SQLBinary corresponds to CHAR FOR BIT DATA, the sub-classes correspond
to the larger data types.

One question that has been nagging me is that the standard response to
why the existing JDBC methods had to declare the length was that the
length was required up-front by most (some?) database engines. Did this
requirement suddenly disappear?

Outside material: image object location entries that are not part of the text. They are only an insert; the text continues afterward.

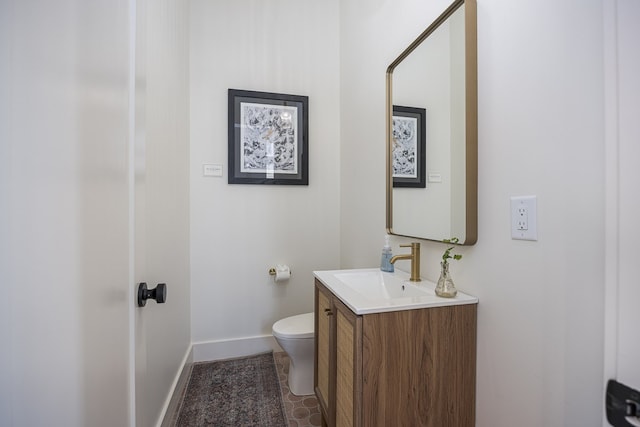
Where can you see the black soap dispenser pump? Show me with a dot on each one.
(385, 261)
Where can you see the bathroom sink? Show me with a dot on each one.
(378, 285)
(373, 291)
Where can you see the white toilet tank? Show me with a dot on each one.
(300, 326)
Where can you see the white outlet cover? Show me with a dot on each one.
(528, 203)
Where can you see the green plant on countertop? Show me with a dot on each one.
(447, 254)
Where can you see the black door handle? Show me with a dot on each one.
(159, 293)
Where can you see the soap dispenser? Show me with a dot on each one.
(385, 261)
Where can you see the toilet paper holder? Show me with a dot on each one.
(273, 271)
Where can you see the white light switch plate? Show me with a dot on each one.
(524, 224)
(212, 170)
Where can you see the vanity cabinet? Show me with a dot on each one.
(396, 368)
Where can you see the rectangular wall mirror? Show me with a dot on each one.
(432, 131)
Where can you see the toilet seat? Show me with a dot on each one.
(300, 326)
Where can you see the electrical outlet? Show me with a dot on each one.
(523, 218)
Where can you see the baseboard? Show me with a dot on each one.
(239, 347)
(172, 405)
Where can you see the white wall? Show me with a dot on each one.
(239, 231)
(540, 79)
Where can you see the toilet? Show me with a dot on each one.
(295, 336)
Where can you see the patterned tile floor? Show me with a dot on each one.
(301, 411)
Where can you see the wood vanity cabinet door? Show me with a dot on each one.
(348, 394)
(323, 348)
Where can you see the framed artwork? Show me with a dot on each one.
(268, 138)
(409, 147)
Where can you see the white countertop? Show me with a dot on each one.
(370, 290)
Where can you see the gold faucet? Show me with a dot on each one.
(414, 256)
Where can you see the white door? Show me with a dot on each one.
(74, 348)
(64, 213)
(629, 185)
(623, 208)
(162, 331)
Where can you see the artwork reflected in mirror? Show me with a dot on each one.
(432, 155)
(409, 147)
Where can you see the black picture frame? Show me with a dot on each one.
(408, 153)
(268, 138)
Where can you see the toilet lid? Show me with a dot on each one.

I assume it was discussed in the JDBC
4.0 expert group.

I haven't looked at your implementation for this, but the root cause may
be that derby does need to verify that the supplied value does not
exceed the declared length for the data type. Prior to any change for
lengthless overloads the incoming length was checked before the data was
inserted into the store. I wonder if with your change it is still
checking the length prior to storing it, but reading the entire value
into a byte array in order to determine its length.


Hi Dan,

That's true, and this is the approach I'm going for on the client until
we can do something better. On the embedded side, this approach is not
good enough.
I plan to handle the length check by wrapping the application stream in
a LimitReader, as is done for other streams. The length is also checked elsewhere when the data is inserted.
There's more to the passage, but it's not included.